The Financial Crime and Compliance (FCC) landscape is on the cusp of a paradigm shift as AI automation begins to make a significant impact on how financial crime is detected. We previously covered more about this shift here, which included a reference to the capability of advanced machine learning to now undertake complex cognitive decision making in high-risk domains such as Anti-Money Laundering (AML). A key element in this transformative capability is the ability for a machine solution, such as Nasdaq Automated Investigator for AML, to fully explain itself in human-friendly language.
Indeed, when AI is able to explain decisions in a human-readable format, the value it provides to financial services organisations reaches beyond just knowing how the decision was made, especially if the decision is of a complex nature that augments an expert analyst’s judgement.
The question that lies at the heart of regulatory audit or quality reviews involving an AI system is ‘Did the machine do what it was supposed to do?’. Explainable machine decision-making outputs allow this question to be answered, and below we set out several of the benefits to this capability for FCC teams.
Five reasons why explainable machine decisions are critical for financial crime and compliance teams:
- Regulatory transparency – the ability to know that the right decisions are being taken goes without saying, but the only way to ensure regulatory transparency and confidence is if you can provide an explanation that is human-readable as to how and why those decisions are being appropriately reached. The ability to provide a clear audit trail that points to factors such as importance rating of decision factors is invaluable and something that many human analyst teams struggle to document.

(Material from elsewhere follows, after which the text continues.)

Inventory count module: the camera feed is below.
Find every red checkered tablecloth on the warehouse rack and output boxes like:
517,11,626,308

- Quality assurance – the QA function of all financial services firms want to create confidence in the outputs of any process that is in place, especially when it relates to complex, high-risk judgements. Consistent, easy to read explainable insights to the decision output of machines makes it possible for auditors, stewards, analysts and QA teams to rapidly and confidently sanity check those outputs rather than just taking them at face value.
- Continuous improvement – decision imperfections will always have some level of occurrence regardless of the maturity of technology that can out-perform current standards. Human understanding of the processes that led to an imperfect decision is imperative when it comes to recognising and implementing subsequent effective optimisation and fixes. This symbiotic relationship between human and machine is critical to the scoping, training and management of AI technology.

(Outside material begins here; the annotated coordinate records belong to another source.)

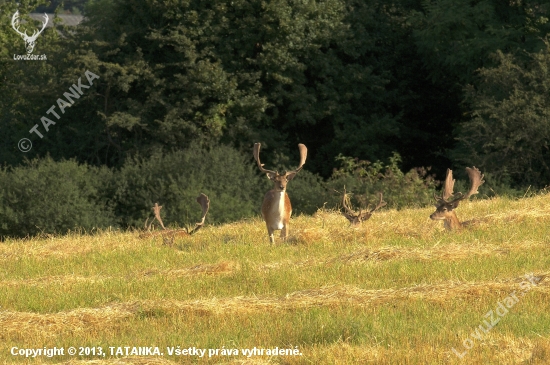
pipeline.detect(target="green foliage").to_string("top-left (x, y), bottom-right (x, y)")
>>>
top-left (0, 158), bottom-right (115, 237)
top-left (453, 44), bottom-right (550, 187)
top-left (114, 145), bottom-right (265, 227)
top-left (327, 153), bottom-right (439, 209)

- Analyst insight – machine-based decisions will never fully replace expert risk analysts because of the deep understanding of financial transactions that humans have beyond the raw numbers. Explained machine decisions are, however, a powerful way to augment analyst performance in the handling of high-volume alerts and gain insight as to where to best focus their valuable attention or follow new avenues of enquiry.
- Bias correction – biases can exist unawares within a system, and decisions are often trusted without ever interrogating data for mistakes or misinterpretations. Clear explanations of all factors that may lead to unwanted bias creeping into decisions means that they can be assessed to understand risk impact and where necessary fixed as part of a continuous feedback loop.

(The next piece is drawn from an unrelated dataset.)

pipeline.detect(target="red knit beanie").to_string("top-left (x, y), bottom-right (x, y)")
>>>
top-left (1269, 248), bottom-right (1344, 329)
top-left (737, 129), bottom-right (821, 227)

In many industries, it will not always be necessary for a machine to fully explain whether it did what it was expected to do, but in financial services, the need is critical, and the value goes far beyond just being able to prove to an auditor that the right decision was taken. Explainable insights will revolutionise the way high performing FCC teams operate and make a material difference to them, focusing on the investigations that really matter in financial crime.